Um bauphysikalische, denkmalpflegerische und gestalterische Anforderungen unter einen Hut zu bekommen, wurde das gemacht, was schon bei der Van Nelle Fabrik in Rotterdam (Architekt Wessel de Jong) erfolgreich war: Eine nach innen verlegte zweite Glashaut, die alle nötigen klimatischen Kriterien erfüllt, ohne die denkmalgeschützte Substanz angreifen zu müssen.

Im neuen doppelten Boden wurden Elektrik und Lüftung verlegt. Heizung und Kühlung wurden in eine abgehängte Decke gepackt, die auch schallschluckende Funktion aufweist. Ein Nachteil dieser Einbauten ist, das im Inneren der Box von der originalen Substanz nur mehr wenig erlebbar bleibt.

Zu spüren bleiben nur die betonummantelten Stahlsäulen und die Außenwände mit den Fensterbändern im „Linzer Blau“, die dafür gut in Szene gesetzt sind. Ein großer Vorteil der Haus-im-Haus-Konstruktion liegt darin, die originale Substanz weitgehend unverändert belassen zu können. Bestes Beispiel dafür sind die filigranen Fenster, die von der Metallwerkstätte Pöttinger nur ertüchtigt, d.h. in ihrer Funktion wieder hergestellt wurden.
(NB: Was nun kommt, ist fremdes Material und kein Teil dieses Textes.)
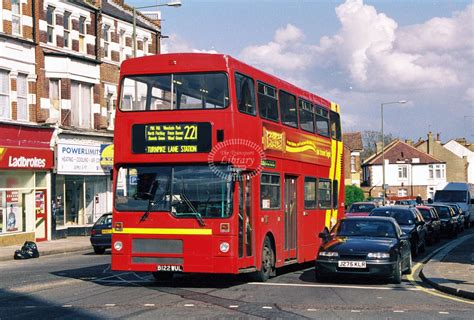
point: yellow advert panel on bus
(188, 137)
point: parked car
(369, 246)
(433, 223)
(360, 209)
(449, 221)
(459, 215)
(410, 220)
(409, 202)
(101, 234)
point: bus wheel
(163, 276)
(268, 262)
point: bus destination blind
(161, 138)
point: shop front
(82, 186)
(26, 161)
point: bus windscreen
(175, 92)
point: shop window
(309, 193)
(270, 191)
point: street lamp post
(383, 145)
(173, 3)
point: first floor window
(22, 97)
(81, 105)
(4, 94)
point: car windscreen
(359, 207)
(450, 196)
(182, 190)
(174, 92)
(443, 212)
(365, 227)
(403, 217)
(425, 213)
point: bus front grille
(157, 246)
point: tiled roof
(398, 151)
(353, 140)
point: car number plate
(351, 264)
(169, 268)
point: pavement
(69, 244)
(451, 269)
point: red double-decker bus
(220, 168)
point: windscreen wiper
(196, 213)
(151, 200)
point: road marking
(333, 286)
(431, 291)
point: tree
(369, 141)
(353, 194)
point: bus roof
(199, 62)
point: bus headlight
(118, 245)
(224, 247)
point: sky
(358, 53)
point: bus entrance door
(246, 233)
(290, 218)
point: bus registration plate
(351, 264)
(169, 268)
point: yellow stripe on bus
(176, 231)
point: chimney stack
(430, 146)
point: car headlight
(118, 245)
(378, 255)
(328, 254)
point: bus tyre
(163, 276)
(268, 262)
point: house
(461, 149)
(352, 162)
(456, 166)
(408, 172)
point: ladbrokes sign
(24, 158)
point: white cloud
(175, 43)
(284, 53)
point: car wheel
(163, 276)
(397, 273)
(99, 250)
(268, 262)
(409, 268)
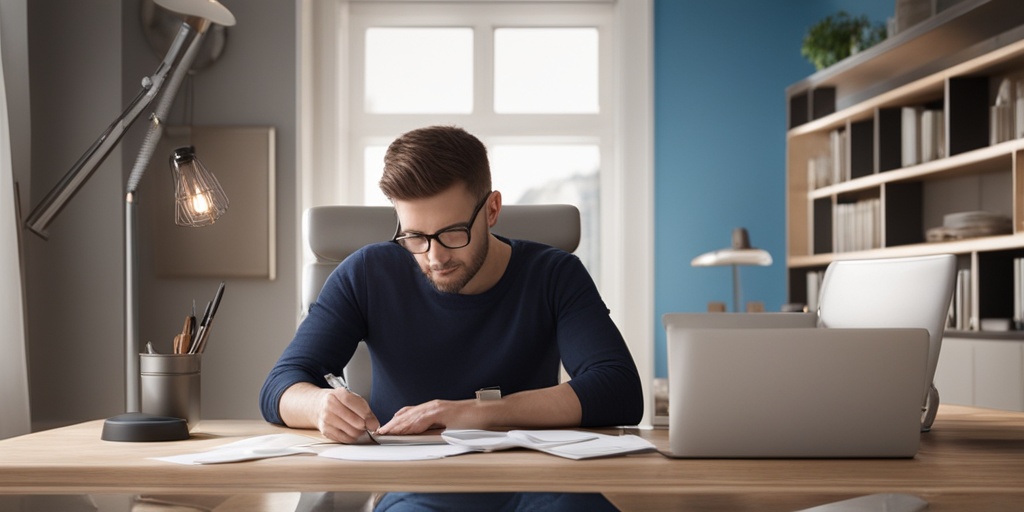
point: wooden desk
(973, 459)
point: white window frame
(330, 173)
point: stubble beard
(458, 280)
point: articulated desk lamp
(199, 198)
(739, 254)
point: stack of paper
(568, 443)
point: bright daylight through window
(531, 93)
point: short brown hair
(428, 161)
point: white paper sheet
(263, 446)
(393, 452)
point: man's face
(449, 269)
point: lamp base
(139, 427)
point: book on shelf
(910, 131)
(933, 135)
(1019, 108)
(1018, 294)
(858, 225)
(962, 315)
(1001, 115)
(814, 279)
(839, 144)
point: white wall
(80, 81)
(13, 371)
(74, 281)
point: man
(446, 308)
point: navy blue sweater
(427, 344)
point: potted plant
(840, 36)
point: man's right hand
(338, 414)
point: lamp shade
(739, 254)
(758, 257)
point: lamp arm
(166, 100)
(57, 198)
(132, 388)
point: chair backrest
(331, 233)
(891, 293)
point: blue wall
(721, 70)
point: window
(525, 79)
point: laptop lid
(790, 392)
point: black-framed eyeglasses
(456, 237)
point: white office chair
(333, 232)
(893, 293)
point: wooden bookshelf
(855, 116)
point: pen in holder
(171, 385)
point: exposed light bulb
(199, 198)
(200, 203)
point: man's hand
(338, 414)
(434, 414)
(556, 407)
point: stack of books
(963, 225)
(858, 225)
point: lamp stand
(735, 289)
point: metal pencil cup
(171, 386)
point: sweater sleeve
(325, 340)
(593, 351)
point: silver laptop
(771, 385)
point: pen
(200, 344)
(339, 383)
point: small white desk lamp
(739, 254)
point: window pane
(419, 71)
(546, 71)
(559, 174)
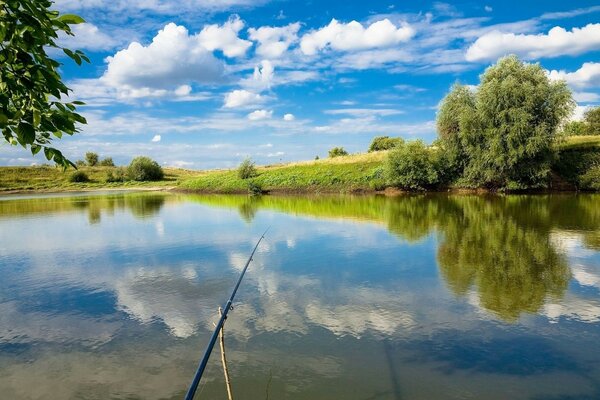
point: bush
(412, 166)
(78, 177)
(118, 175)
(247, 169)
(107, 162)
(384, 143)
(337, 152)
(144, 169)
(91, 158)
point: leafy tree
(505, 131)
(337, 152)
(31, 110)
(144, 169)
(91, 159)
(247, 169)
(384, 143)
(592, 121)
(412, 166)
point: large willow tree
(31, 89)
(502, 133)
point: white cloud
(88, 37)
(260, 115)
(174, 58)
(242, 98)
(225, 38)
(274, 41)
(353, 36)
(586, 76)
(557, 42)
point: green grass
(356, 173)
(50, 178)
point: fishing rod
(202, 366)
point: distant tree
(247, 169)
(384, 143)
(106, 162)
(91, 159)
(337, 152)
(31, 111)
(592, 121)
(144, 169)
(504, 132)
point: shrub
(116, 175)
(91, 158)
(144, 169)
(384, 143)
(412, 166)
(247, 169)
(107, 162)
(78, 177)
(337, 152)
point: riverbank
(358, 173)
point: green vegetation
(380, 143)
(337, 152)
(31, 110)
(502, 134)
(144, 169)
(247, 169)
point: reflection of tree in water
(513, 265)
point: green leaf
(71, 19)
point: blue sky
(206, 83)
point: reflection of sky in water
(116, 295)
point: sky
(206, 83)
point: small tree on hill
(91, 158)
(337, 152)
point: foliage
(337, 152)
(117, 175)
(575, 128)
(106, 162)
(247, 169)
(91, 159)
(592, 121)
(412, 165)
(31, 110)
(384, 143)
(78, 177)
(144, 169)
(502, 134)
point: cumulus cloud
(242, 98)
(225, 38)
(354, 36)
(274, 41)
(260, 115)
(557, 42)
(586, 76)
(174, 58)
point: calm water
(424, 297)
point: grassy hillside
(354, 173)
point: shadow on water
(506, 248)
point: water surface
(416, 297)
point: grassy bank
(353, 173)
(50, 179)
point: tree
(337, 152)
(91, 159)
(31, 110)
(504, 133)
(592, 121)
(380, 143)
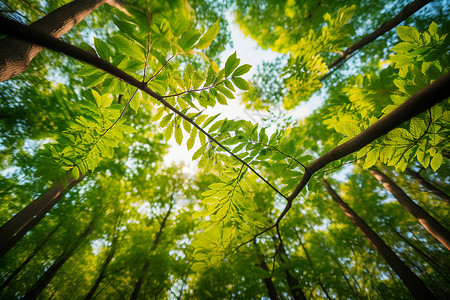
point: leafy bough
(418, 103)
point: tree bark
(146, 265)
(432, 262)
(424, 218)
(101, 275)
(29, 258)
(406, 12)
(322, 286)
(45, 279)
(430, 187)
(271, 290)
(414, 284)
(293, 283)
(12, 231)
(418, 103)
(16, 55)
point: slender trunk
(271, 290)
(430, 187)
(294, 284)
(101, 275)
(424, 218)
(12, 231)
(418, 103)
(146, 265)
(29, 258)
(432, 262)
(343, 271)
(16, 55)
(414, 284)
(311, 263)
(45, 279)
(406, 12)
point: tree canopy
(349, 202)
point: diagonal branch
(17, 30)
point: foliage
(218, 233)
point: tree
(417, 288)
(16, 55)
(162, 235)
(432, 226)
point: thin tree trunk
(424, 218)
(101, 275)
(343, 271)
(406, 12)
(418, 103)
(16, 55)
(294, 288)
(13, 230)
(271, 290)
(322, 286)
(146, 265)
(45, 279)
(414, 284)
(430, 187)
(432, 262)
(29, 258)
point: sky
(248, 52)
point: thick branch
(406, 12)
(16, 55)
(418, 103)
(23, 32)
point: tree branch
(17, 30)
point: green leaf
(169, 131)
(208, 37)
(187, 76)
(199, 152)
(241, 83)
(241, 70)
(75, 172)
(221, 99)
(436, 161)
(190, 143)
(101, 48)
(225, 91)
(371, 158)
(134, 104)
(408, 34)
(128, 47)
(231, 64)
(178, 135)
(158, 114)
(188, 39)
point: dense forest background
(350, 202)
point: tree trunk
(424, 218)
(432, 262)
(45, 279)
(430, 187)
(414, 284)
(406, 12)
(271, 290)
(101, 275)
(353, 289)
(16, 55)
(12, 231)
(29, 258)
(294, 284)
(322, 286)
(146, 265)
(418, 103)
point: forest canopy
(349, 201)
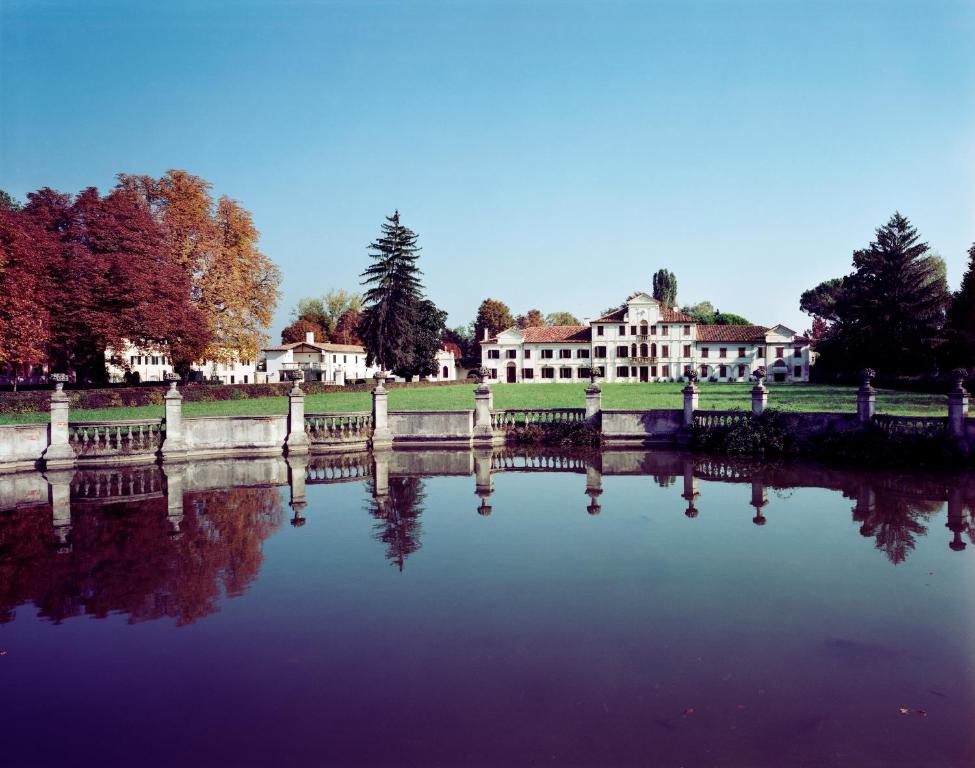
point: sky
(549, 154)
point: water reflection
(150, 542)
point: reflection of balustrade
(512, 418)
(918, 426)
(116, 438)
(720, 419)
(338, 427)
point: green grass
(808, 397)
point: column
(174, 444)
(297, 439)
(866, 397)
(59, 452)
(381, 436)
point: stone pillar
(59, 497)
(594, 403)
(59, 452)
(594, 488)
(174, 444)
(690, 488)
(483, 431)
(759, 399)
(175, 480)
(483, 480)
(297, 469)
(958, 404)
(866, 398)
(690, 403)
(297, 439)
(381, 436)
(759, 500)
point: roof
(731, 332)
(320, 347)
(667, 315)
(551, 334)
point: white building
(645, 341)
(333, 363)
(154, 364)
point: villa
(645, 341)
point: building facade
(645, 341)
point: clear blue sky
(549, 154)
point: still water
(457, 608)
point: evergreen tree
(665, 287)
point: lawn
(796, 397)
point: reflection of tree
(398, 518)
(123, 559)
(895, 522)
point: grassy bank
(640, 396)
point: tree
(25, 251)
(493, 316)
(665, 287)
(561, 318)
(393, 289)
(961, 318)
(428, 332)
(533, 318)
(889, 313)
(297, 330)
(346, 329)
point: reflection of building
(153, 365)
(645, 341)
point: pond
(479, 608)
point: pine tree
(665, 287)
(393, 290)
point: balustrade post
(297, 439)
(59, 452)
(483, 402)
(381, 436)
(690, 402)
(958, 404)
(866, 397)
(174, 444)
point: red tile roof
(731, 332)
(551, 334)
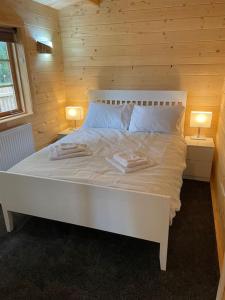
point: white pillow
(108, 116)
(165, 119)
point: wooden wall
(46, 71)
(151, 44)
(218, 183)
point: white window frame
(22, 80)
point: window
(12, 94)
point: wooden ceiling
(58, 4)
Die neue innenliegende, gebogene Glasfassade lebt offensichtlich von der sorgfältigen Planung und dem Know-how der ausführenden Firma GIG aus Attnang-Puchheim.

Aber: An Details, wie den lieblos geführten Kabeltassen, der etwas angestrengten Konstruktion der Zwischenwände oder der aufwändigen Haustechnik ist ein grundsätzliches Ringen zwischen Architektur und Technik sowie Vorschriften zu spüren.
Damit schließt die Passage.